Form 8-K

 

SECURITIES AND EXCHANGE COMMISSION

Washington, D.C. 20549

 


 

FORM 8-K

 


 

CURRENT REPORT

Pursuant to Section 13 or 15(d)

of the Securities Exchange Act of 1934

 

March 29, 2005

Date of Report (date of earliest event reported)

 


 

ALTIRIS, INC.

(Exact name of registrant as specified in its charter)

 


 

Delaware   000-49793   87-0616516
(State or other jurisdiction of
incorporation or organization)
  (Commission file number)   (I.R.S. Employer
Identification No.)

 

588 West 400 South

Lindon, Utah 84042

(Address of principal executive offices)

 

(801) 805-2400

(Registrant’s telephone number, including area code)

 


 

Check the appropriate box below if the Form 8-K filing is intended to simultaneously satisfy the filing obligation of the registrant under any of the following provisions:

 

¨ Written Communications pursuant to Rule 425 under the Securities Act (17 CFR 230.425)

 

¨ Soliciting material pursuant to Rule 14a-12 under the Exchange Act (17 CFR 240.14a-12)

 

¨ Pre-commencement communications pursuant to Rule 14d-2(b) under the Exchange Act (17 CFR 240.14d-2(b))

 

¨ Pre-commencement communications pursuant to Rule 13e-4(c) under the Exchange Act (17 CFR 240.13e-4(c))

 


 

 


Item 2.01 Completion of Acquisition or Disposition of Assets.

 

On March 29, 2005, Altiris, Inc., a Delaware corporation (the “Registrant”) completed the acquisition of all of the outstanding capital stock of Pedestal Software, Inc. (“Pedestal”) pursuant to an Agreement and Plan of Merger dated as of March 23, 2005 (the “Merger Agreement”).
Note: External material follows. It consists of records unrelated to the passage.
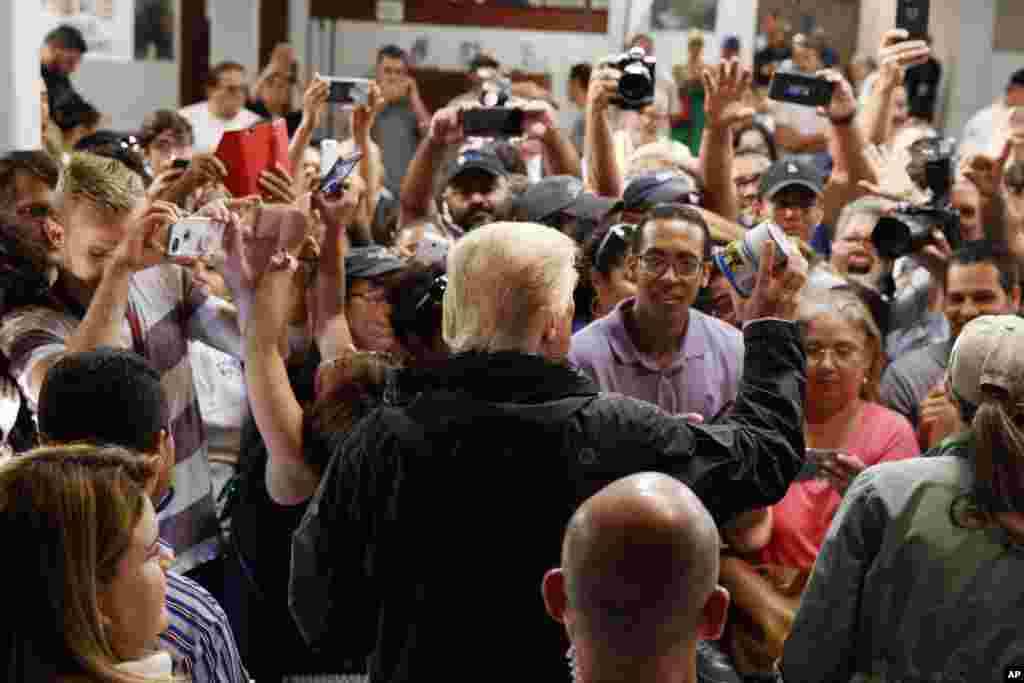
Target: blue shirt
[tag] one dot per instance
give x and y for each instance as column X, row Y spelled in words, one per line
column 702, row 378
column 200, row 638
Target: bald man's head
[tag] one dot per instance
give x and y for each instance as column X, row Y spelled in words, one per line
column 639, row 567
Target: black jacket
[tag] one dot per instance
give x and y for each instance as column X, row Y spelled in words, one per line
column 434, row 523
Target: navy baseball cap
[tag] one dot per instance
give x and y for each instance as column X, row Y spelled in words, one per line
column 476, row 160
column 648, row 189
column 787, row 173
column 562, row 194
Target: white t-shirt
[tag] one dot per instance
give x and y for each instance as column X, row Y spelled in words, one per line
column 209, row 129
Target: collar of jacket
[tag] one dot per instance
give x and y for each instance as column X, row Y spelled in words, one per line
column 513, row 377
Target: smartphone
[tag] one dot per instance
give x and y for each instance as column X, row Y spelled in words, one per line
column 335, row 178
column 493, row 122
column 194, row 238
column 347, row 91
column 911, row 15
column 802, row 90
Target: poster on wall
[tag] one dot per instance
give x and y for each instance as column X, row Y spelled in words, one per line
column 683, row 14
column 105, row 25
column 155, row 29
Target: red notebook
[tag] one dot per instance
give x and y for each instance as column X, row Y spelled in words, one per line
column 247, row 153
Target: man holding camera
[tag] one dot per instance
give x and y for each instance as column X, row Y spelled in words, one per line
column 470, row 200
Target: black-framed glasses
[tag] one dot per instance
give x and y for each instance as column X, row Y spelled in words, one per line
column 656, row 264
column 434, row 295
column 617, row 236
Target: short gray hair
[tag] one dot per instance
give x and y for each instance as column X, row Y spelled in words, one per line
column 501, row 278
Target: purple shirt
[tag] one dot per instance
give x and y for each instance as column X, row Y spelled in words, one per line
column 702, row 377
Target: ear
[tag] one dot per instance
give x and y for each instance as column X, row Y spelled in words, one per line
column 555, row 599
column 714, row 614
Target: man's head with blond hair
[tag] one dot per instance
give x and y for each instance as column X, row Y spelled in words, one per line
column 510, row 289
column 98, row 200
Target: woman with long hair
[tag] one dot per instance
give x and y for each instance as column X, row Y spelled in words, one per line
column 919, row 578
column 84, row 556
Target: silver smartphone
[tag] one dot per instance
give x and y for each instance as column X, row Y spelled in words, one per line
column 194, row 238
column 347, row 91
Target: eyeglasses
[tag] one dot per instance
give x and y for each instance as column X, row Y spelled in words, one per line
column 435, row 295
column 845, row 355
column 656, row 264
column 373, row 296
column 620, row 233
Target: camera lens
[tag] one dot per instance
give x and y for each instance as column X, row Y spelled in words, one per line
column 892, row 238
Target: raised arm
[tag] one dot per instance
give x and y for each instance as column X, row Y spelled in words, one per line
column 313, row 101
column 724, row 87
column 604, row 175
column 418, row 185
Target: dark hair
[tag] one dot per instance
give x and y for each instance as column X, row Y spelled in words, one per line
column 983, row 251
column 581, row 73
column 35, row 162
column 127, row 387
column 213, row 79
column 672, row 211
column 67, row 37
column 161, row 120
column 416, row 303
column 765, row 133
column 392, row 52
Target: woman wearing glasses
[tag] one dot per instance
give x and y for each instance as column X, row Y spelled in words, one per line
column 370, row 315
column 846, row 430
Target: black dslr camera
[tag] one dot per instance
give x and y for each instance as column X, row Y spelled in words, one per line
column 909, row 227
column 636, row 87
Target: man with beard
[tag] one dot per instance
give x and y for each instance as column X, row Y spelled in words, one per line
column 979, row 282
column 656, row 346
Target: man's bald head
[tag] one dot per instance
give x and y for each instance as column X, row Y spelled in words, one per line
column 640, row 561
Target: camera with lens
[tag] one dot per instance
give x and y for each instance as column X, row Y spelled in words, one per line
column 909, row 227
column 636, row 87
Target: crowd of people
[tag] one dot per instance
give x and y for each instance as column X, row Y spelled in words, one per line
column 502, row 404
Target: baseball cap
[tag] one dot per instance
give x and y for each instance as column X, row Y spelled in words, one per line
column 562, row 194
column 366, row 262
column 987, row 355
column 648, row 189
column 788, row 172
column 476, row 160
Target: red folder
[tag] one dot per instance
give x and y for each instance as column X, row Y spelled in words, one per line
column 248, row 153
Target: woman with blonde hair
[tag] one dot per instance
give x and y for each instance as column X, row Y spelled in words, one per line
column 919, row 578
column 772, row 550
column 89, row 565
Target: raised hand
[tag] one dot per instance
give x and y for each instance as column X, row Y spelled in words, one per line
column 725, row 87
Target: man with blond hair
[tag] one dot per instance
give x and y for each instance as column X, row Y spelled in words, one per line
column 419, row 513
column 115, row 289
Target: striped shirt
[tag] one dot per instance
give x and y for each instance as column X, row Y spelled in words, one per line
column 165, row 310
column 200, row 638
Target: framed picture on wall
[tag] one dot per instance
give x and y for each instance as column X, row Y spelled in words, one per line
column 683, row 14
In accordance with the terms of the Merger Agreement, (1) the Registrant paid to the stockholders of Pedestal and the holders of vested options to purchase common stock of Pedestal, in exchange for their shares of stock and vested options, respectively, approximately $65 million in the aggregate from the existing cash reserves of the Registrant; and (2) the Registrant assumed the Pedestal 2002 Stock Option and Incentive Plan and all outstanding unvested options to purchase common stock of Pedestal. A portion of the consideration to be paid to Pedestal stockholders has been placed in escrow to satisfy certain indemnification obligations pursuant to the Merger Agreement.

 

The foregoing description of the transaction and the Merger Agreement is qualified in its entirety by reference to the Merger Agreement, a copy of which was previously filed as an exhibit to the Registrant’s Current Report on Form 8-K dated March 23, 2005.

 

Item 9.01 Financial Statements and Exhibits.

 

(a) Financial Statements of Business Acquired.

 

The financial statements required by paragraph (a) of this Item 9.01 will be filed by amendment to this report not later than 71 calendar days after the date that this initial report must be filed.

 

(b) Pro Forma Financial Information.

 

The pro forma financial information required by paragraph (b) of this Item 9.01 will be filed by amendment to this report not later than 71 calendar days after the date that this initial report must be filed.

 

(c) Exhibits.

 

The following exhibits are filed herewith:

 

Exhibit

Number


  

Exhibit Title


2.2*    Agreement and Plan of Merger, dated March 23, 2005, by and among the Registrant, Augusta Acquisition Corporation, Pedestal Software, Inc. and the stockholder representative.
*    Incorporated by reference to the exhibit of the corresponding number filed with the Registrant’s Current Report (No. 000-49793) dated March 23, 2005.

 

-1-


SIGNATURE

 

Pursuant to the requirements of the Securities Exchange Act of 1934, the registrant has duly caused this report to be signed on its behalf by the undersigned hereunto duly authorized.

 

Dated: March 31, 2005

 

ALTIRIS, INC.

        /s/ Gregory S. Butterfield            

Gregory S. Butterfield

President and Chief Executive Officer


INDEX TO EXHIBITS

 

Exhibit

Number

  

Exhibit Title


2.2*    Agreement and Plan of Merger, dated March 23, 2005, by and among the Registrant, Augusta Acquisition Corporation, Pedestal Software, Inc. and the stockholder representative.
*    Incorporated by reference to the exhibit of the corresponding number filed with the Registrant’s Current Report (No. 000-49793) dated March 23, 2005.